La grande e terribile arma impropria di babushka Valka ora è a pochi centimetri dal mio naso.
 
«Il mestolo dice che ne spetta una anche a te» commenta la femme, avanzando mentre io indietreggio molto, molto lentamente.
 
«Ahem io- io non c’entro con- sono solo quel povero disgraziato del loro vicino di casa trascinato ogni santo giorno in una delle loro faccende assurde, sono anche astemio» sono a mani giunte, e per una volta non riesco a biasimare del tutto me stesso per la cosa «Mi sono ubriacato solo quando loro mi hanno fatto bere di nascosto, lavoro otto ore al giorno, mi piace leggere non sono un teppista GIURO-»
 
Il mestolo si abbatte sulle mie mani giunte e, anche se l’ammaccatura è leggera, per un attimo scorgo l’intero firmamento passare davanti ai miei sensori ottici insieme a tutta la misera esistenza vissuta finora.
 
«Non solo non sei in grado di farti rispettare ma non ci provi neanche sul serio… il mestolo aveva ragione. Prima che lo dimentichi: una conoscenza in comune che abbiamo nella tua Tarn» sottolinea, indicandomi «Mi ha chiesto gentilmente di mandarti i suoi saluti».
 
«N-non credo di comprendere-»
 
«Oh nooo, un’altra di quelle cose, non è possibile» sbuffa Megatron quando Valka, da uno scomparto, tira fuori una bambola di piccole dimensioni «Hai ancora quella bruttissima casa delle bambol- ahio!»
 
«La mia splendida casa delle bambole si è ingrandita e occupa buona parte di quella che era la vostra camera da letto, Megsha, e devo dire che come inquiline sono molto meno problematiche di qualcuno che sfondava i mobili a testate.

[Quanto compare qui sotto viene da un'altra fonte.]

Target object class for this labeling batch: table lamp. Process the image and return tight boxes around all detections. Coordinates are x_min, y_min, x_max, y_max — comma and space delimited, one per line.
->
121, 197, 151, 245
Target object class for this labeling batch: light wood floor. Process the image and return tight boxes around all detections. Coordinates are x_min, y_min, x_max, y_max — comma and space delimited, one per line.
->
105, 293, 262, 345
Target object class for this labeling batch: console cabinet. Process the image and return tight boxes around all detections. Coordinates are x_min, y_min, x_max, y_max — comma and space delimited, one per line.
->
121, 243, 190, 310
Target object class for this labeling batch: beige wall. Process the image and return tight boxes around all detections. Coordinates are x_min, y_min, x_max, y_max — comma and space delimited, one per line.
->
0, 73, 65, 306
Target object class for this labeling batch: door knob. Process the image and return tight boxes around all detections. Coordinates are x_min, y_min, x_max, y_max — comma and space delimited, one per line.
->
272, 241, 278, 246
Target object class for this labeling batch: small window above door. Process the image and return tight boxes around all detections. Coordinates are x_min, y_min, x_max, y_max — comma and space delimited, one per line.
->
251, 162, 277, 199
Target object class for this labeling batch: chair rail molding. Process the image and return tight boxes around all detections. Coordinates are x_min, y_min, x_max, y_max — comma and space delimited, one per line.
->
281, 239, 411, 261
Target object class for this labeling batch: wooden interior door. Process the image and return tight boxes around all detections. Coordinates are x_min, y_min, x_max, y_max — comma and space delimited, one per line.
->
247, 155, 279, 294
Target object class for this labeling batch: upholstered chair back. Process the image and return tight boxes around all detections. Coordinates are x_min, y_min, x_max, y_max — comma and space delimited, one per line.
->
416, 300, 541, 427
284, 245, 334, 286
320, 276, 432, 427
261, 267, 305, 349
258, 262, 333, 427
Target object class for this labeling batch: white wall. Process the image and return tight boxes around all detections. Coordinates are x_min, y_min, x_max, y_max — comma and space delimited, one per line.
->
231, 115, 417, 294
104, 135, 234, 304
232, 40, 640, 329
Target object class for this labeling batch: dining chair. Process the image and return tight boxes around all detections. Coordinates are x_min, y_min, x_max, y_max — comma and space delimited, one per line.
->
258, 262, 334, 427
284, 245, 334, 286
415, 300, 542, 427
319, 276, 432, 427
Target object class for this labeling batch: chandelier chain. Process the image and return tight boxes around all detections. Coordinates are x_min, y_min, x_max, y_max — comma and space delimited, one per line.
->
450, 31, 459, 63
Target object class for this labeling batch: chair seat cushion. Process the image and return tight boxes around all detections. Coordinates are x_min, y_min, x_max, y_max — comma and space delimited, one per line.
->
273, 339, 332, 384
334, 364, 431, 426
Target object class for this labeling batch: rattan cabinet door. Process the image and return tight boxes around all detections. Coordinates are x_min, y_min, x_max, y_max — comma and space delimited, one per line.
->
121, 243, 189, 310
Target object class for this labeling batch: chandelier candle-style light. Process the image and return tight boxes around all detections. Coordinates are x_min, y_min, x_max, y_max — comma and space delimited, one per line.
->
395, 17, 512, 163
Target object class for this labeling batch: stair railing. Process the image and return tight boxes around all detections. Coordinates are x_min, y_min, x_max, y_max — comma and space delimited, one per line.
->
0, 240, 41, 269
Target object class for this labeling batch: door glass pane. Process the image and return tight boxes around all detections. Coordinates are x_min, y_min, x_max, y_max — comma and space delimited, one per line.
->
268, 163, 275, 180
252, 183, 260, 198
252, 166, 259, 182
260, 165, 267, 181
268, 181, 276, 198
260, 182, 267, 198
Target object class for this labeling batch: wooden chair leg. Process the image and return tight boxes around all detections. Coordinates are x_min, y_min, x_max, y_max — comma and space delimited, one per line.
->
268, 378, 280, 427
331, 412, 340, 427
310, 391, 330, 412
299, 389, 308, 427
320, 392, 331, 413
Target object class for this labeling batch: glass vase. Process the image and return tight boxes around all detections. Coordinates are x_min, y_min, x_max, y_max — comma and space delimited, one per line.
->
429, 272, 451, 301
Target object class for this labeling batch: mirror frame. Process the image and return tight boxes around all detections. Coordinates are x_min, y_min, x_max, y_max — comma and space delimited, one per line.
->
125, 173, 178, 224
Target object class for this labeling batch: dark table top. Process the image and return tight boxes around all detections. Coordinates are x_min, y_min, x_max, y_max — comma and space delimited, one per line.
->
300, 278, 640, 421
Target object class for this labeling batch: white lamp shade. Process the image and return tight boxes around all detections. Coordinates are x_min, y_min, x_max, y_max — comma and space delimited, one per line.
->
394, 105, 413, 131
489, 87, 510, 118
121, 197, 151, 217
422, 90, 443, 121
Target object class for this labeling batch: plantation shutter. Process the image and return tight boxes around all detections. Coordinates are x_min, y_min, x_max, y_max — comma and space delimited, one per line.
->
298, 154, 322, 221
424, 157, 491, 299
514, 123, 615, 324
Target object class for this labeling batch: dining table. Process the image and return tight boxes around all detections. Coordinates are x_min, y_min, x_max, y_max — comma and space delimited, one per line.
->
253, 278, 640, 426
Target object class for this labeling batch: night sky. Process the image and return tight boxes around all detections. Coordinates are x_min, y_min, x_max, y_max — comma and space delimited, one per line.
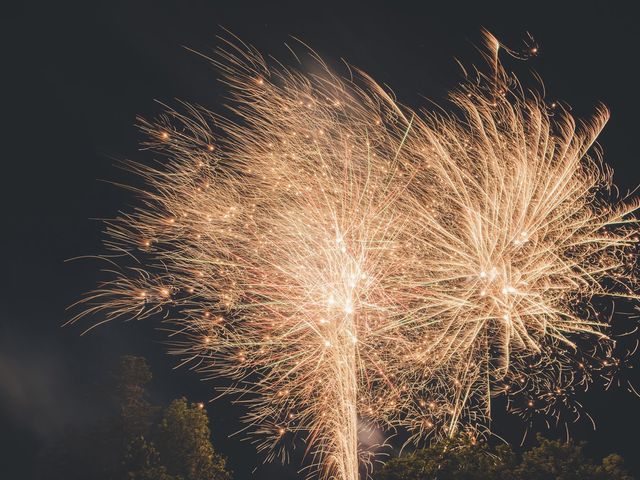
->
2, 2, 640, 479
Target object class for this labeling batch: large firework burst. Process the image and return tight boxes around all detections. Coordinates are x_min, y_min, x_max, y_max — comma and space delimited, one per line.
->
74, 32, 639, 479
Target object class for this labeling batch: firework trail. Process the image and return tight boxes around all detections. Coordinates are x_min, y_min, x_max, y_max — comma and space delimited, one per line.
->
73, 32, 639, 479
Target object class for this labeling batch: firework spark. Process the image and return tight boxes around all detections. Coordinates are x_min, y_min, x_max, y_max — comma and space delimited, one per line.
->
73, 32, 639, 480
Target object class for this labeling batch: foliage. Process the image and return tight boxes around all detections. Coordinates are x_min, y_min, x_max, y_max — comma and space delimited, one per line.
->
599, 454, 635, 480
516, 434, 597, 480
35, 356, 231, 480
157, 398, 231, 480
113, 355, 158, 439
35, 354, 633, 480
124, 435, 176, 480
378, 433, 634, 480
378, 435, 514, 480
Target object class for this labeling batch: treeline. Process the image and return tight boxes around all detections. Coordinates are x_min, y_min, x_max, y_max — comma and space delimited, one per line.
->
379, 433, 634, 480
35, 356, 231, 480
34, 355, 633, 479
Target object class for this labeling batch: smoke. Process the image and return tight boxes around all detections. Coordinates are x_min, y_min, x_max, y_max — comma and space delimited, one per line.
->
0, 325, 96, 440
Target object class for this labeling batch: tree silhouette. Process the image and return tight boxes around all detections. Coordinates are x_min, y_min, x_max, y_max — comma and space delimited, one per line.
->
378, 434, 634, 480
35, 356, 231, 480
378, 435, 514, 480
157, 398, 231, 480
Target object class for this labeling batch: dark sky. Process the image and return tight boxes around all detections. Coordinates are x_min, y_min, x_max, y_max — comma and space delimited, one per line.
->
2, 1, 640, 479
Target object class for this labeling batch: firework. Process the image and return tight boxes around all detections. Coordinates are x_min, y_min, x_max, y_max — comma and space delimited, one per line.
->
73, 32, 639, 479
392, 31, 639, 441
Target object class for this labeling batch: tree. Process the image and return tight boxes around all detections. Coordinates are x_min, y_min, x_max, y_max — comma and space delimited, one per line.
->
36, 356, 233, 480
35, 355, 161, 480
378, 435, 515, 480
598, 454, 634, 480
157, 397, 231, 480
36, 356, 230, 480
113, 355, 158, 439
108, 355, 162, 479
377, 433, 634, 480
124, 435, 176, 480
515, 435, 599, 480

Disgraziato!»
 
 
[N.d.A: sono costretto ad ammettere con un certo fastidio che ricordare il mestolo e il colpo subìto sta causando un certo “dolore fantasma” a entrambe le mani. Molto ironico se si considera che le mani colpite dalla babushka di quei disgraziati sono diventate metallo fuso molto, molto tempo fa. Non credo che per oggi andrò avanti oltre nel narrare le vicende di Kostrobna. Mi limito a dire che in seguito, dopo il ritorno nella “mia” Tarn (devo ancora comprendere il motivo di quella sottolineatura, come se fosse esistita più d’una Tarn) ricordo di aver chiesto lumi a Scylla riguardo la sua bizzarra conoscenza con quella femme: pare che quando Scylla era molto piccola Valka fosse già una cliente abituale del negozio. Ricordo anche di essere rimasto sia stupito, sia perplesso per ragioni che allora come adesso non saprei dire. Quel che invece so dire, e con certezza, è che forse già da allora avrei dovuto iniziare a notare il modo in cui fatti e persone della mia vita fossero (e tuttora si rivelino) bizzarramente intrecciati.]